Dr. E. Angeles Martinez-Mier served as the primary investigator of a large research team that was funded by the National Institutes of Health to develop simple global gold standard measurements to enable researchers to more accurately, rapidly and conveniently analyze and monitor fluoride levels. The team was composed of 19 researchers in nine laboratories located in seven countries on four continents.
She also played a role in developing new government guidelines on fluoride in drinking water, chairing a panel of experts that reviewed the U.S. Environmental Protection Agency's 2010 fluoride risk assessment and sources of fluoride.
Fluoride has become a potent weapon against tooth decay in the U.S. since it was added to drinking water beginning in the 1940s. "It is considered one of the top 10 public health achievements of the last century," Martinez-Mier said.
Because it is used widely and impacts public health, researchers have conducted numerous studies of fluoride. But testing techniques have varied, producing slightly different results even when researchers are conducting the same tests on the same kinds of samples.
"When you are dealing with public health issues you want to compare test results and generalize from those test results," Martinez-Mier said. Different testing methods that produced different results made that difficult to do.
Further, a lot of basic research on fluoride was done before some of the techniques now in use were developed, she noted. "There is a need to constantly monitor."
Led by Martinez-Mier, the research effort to develop gold standards for testing fluoride included many of the leading names in the field, including Dr. Domenick Zero, the IU dental school's associate dean for research and Oral Health Research Institute director, and Zero's predecessor at IU, Dr. George Stookey.
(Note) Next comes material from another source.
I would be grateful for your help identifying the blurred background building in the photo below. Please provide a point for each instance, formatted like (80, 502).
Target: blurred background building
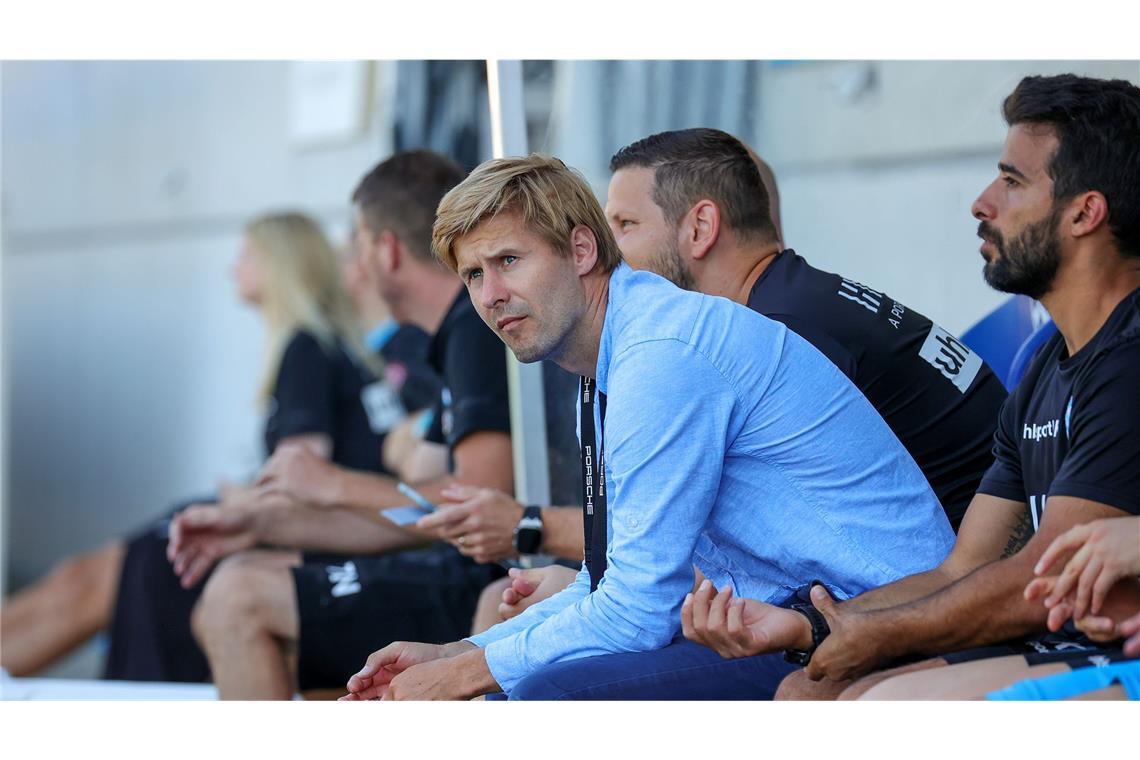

Working with labs that had published the most about fluoride in the last decade or so, Martinez-Mier and the other researchers began comparing in minute detail each step of various testing techniques that were in use to analyze fluoride to come up with gold standards.
The gold standards that were developed are a series of standardized steps that go from the equipment to be used to the preparation of a sample, to analysis, to reporting, she said.
"It involved a lot of negotiations initially, because researchers are passionate about the methods they use and believe are the best," Martinez-Mier said. "But in the end numbers talk."
An article by Martinez-Mier about the gold standards was published last winter by "Caries Research," an international journal considered the world's top publication in the field of dental caries, or tooth decay.
The federal government announced in January that its new recommendations for the maximum amount of fluoride to be placed in drinking water called for 0.7 milligrams of fluoride per liter of water, replacing what had been the standard of 0.7 to 1.2 milligrams. Martinez-Mier's role of chairman of a panel of experts reviewing what the standard should be had an impact on the final level agreed upon.
When the previous standard had been set some 40 years ago, the use of fluoride was not as widespread as it is today, she said, noting that fluoride is used in a number of products now, from toothpaste and mouth rinses to medicine for such common conditions as high blood pressure.
Widespread use of cooling systems helped eliminate the need to have a range on the fluoride recommendations. Until air conditioning became commonplace in the U.S., water consumption in the north and the south varied due to the weather
"We know fluoride is the best weapon we have against caries, and we know it is extremely effective," she said. "At the same time, we want to be very careful in how much is used. Most substances have the potential to be toxic -- even water, if you drink too much of it. We want to make sure we have it right."